5 policies--although these are important--but particularly by the commitment of adequate resources to the strengthening of her force posture and of those of her allies and friends, the l980s could be a period of international stability permitting significant economic progress in the region. A strong American military presence in the Western Pacific, reaching also into the Indian Ocean, would certainly reduce and probably eliminate the propensity of Asian and Pacific nations to provide for their national security by new arrangements, including in some instances closer ties with either the Soviet Union or the People's Republic of China, a development which could create a dangerous new Cold War in Asia. There is little enthusiasm in Asia for such arrangements of last resort, but confronted with a passive United States policy and resulting power vacuum, some Asian countries, especially Indonesia and Malaysia, who perceive China as a greater long-term threat than the Soviet Union, may become willing to accept a Soviet presence as a countervailing factor. Others, such as Japan, Singapore, and Thailand, view the Soviet Union as the major threat now and in the foreseeable future. They would seek closer security ties with China in the absence of a credible American commitment to the containment of Soviet expansionism. But, unless and until the Soviet Union demonstrates intent to conquer and dominate in Asia on a larger scale than has been evidenced by her present role in Indochina and by her occupation of Afghanistan, a major coalition or grand alliance will not materialize. Despite repeated exhortations from Beijing that the United States, Japan, ASEAN, Western Europe, and everybody else, should form a united front with China to oppose Soviet hegemonism, perception of a clear and present danger will continue to be lacking. The circumstances which eventually created the major coalitions that defeated Napoleon and Hitler may hopefully not develop in the 1980s. But the Asia-Pacific region will be dangerously polarized in the 1980s if the Soviet Union and China succeed in establishing networks of security arrangements against each other with various Asian countries, while the United States continues to retrench her military forces from the region as has been done in the last decade.

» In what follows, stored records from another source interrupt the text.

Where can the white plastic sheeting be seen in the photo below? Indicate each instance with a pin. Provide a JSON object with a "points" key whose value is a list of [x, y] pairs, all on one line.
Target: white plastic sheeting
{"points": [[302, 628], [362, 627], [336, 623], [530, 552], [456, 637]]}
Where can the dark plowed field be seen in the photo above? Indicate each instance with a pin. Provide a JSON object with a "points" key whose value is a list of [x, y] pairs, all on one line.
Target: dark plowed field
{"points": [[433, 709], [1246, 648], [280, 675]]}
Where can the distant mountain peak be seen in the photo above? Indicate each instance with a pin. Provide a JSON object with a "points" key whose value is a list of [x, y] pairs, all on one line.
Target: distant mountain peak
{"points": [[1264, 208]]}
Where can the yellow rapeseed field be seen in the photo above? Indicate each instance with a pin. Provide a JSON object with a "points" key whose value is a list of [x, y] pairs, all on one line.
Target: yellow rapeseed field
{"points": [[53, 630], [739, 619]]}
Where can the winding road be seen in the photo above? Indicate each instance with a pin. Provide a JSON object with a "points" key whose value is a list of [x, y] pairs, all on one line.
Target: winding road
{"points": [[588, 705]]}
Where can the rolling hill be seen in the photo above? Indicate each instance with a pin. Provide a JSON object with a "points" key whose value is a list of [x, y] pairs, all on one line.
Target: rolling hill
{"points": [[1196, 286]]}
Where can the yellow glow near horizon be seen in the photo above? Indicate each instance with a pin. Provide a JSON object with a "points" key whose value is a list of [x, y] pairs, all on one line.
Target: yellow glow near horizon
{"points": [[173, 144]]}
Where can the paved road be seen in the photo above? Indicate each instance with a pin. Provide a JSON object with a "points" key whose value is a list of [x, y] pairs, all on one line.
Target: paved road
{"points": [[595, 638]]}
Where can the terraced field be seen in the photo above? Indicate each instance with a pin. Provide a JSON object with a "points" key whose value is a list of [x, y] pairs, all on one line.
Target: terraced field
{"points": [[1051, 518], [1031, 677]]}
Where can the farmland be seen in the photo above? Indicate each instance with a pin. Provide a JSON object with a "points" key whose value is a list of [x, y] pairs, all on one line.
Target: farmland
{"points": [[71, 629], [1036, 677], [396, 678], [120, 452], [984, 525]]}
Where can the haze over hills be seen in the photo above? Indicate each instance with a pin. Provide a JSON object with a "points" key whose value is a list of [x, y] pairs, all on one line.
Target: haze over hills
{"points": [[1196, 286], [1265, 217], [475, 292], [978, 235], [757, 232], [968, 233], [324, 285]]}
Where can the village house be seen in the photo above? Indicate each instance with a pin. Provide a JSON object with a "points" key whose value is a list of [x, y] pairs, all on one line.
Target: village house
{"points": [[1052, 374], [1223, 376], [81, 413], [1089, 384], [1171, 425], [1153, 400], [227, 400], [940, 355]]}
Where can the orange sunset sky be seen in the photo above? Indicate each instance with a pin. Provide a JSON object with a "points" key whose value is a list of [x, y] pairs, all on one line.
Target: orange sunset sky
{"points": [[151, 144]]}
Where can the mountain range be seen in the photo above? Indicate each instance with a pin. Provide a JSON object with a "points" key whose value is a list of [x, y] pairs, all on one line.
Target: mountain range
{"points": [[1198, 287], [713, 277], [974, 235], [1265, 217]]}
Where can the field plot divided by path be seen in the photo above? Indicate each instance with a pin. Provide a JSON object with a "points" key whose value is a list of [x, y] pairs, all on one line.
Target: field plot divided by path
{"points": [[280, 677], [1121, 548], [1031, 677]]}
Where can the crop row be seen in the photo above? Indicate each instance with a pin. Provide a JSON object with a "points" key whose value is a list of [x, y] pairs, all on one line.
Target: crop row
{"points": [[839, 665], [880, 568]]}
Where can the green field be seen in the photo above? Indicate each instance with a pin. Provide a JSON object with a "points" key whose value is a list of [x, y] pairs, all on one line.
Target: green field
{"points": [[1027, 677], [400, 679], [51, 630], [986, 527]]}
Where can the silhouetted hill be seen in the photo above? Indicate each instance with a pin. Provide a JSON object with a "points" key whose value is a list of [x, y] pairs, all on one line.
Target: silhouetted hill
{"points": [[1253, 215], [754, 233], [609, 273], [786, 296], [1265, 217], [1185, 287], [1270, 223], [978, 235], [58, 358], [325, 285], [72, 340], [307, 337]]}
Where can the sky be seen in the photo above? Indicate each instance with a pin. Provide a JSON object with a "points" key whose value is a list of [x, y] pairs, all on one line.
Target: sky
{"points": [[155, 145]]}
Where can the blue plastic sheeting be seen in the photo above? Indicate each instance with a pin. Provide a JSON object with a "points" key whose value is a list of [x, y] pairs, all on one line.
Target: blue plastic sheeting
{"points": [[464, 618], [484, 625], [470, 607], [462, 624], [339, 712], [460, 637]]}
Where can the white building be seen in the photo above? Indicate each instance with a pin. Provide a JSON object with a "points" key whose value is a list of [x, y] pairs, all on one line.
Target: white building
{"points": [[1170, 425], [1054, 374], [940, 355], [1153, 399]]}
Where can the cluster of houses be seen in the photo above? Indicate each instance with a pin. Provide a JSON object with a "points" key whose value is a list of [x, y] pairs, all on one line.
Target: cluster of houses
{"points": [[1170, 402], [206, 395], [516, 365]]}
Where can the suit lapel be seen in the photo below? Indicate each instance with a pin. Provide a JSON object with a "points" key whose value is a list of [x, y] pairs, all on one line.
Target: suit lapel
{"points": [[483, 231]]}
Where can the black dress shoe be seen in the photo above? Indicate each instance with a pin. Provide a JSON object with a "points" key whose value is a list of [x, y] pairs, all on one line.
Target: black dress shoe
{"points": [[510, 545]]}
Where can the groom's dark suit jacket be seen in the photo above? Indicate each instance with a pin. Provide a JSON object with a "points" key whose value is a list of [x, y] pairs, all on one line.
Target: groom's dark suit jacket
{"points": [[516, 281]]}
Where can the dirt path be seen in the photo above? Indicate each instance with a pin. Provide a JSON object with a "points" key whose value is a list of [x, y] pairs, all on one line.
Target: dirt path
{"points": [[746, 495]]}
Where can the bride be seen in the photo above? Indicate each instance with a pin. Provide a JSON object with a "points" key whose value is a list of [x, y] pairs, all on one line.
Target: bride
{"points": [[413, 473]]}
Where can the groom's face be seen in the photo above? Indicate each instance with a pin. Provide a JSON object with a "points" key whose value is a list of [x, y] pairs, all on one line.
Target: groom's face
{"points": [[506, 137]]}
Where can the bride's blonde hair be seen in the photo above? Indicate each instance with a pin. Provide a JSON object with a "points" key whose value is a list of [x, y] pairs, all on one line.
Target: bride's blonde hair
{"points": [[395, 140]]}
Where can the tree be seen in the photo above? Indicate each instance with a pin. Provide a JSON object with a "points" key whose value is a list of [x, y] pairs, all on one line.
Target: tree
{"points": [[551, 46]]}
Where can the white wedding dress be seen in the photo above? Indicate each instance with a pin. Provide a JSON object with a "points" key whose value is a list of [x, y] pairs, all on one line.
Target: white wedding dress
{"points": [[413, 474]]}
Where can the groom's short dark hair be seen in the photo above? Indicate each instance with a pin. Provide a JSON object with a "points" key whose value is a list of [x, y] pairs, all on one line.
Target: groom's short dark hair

6 Alternatively, superpower relations on a global basis would be dangerously exacerbated if the United States would take a leading role In creating a military coalition against the Soviet Union in Asia. Fear of China is a genuine security concern in Moscow. If the industrial power of the United States and perhaps that of Japan and Western Europe would accelerate considerably China's military modernization, this might trigger irrational Soviet defense reflexes. Therefore, the soundest basis for Asian-American security relations in the 1980s is the proverbial middle road: an increase in the visible military presence of the United States in the Western Pacific and in the Indian Ocean, a strengthening of defense cooperation with Japan, maningful levels of bilateral military assistance to the five countries of the ASEAN group, emphatic assertion of the special relationships with the Philippines and South Korea, and sustained efforts to help China modernize without becoming a threatening military giant. In the setting created by such policies, Soviet hegemonial aspirations or Vietnamese regional delusions of grandeur will not be able to blossom.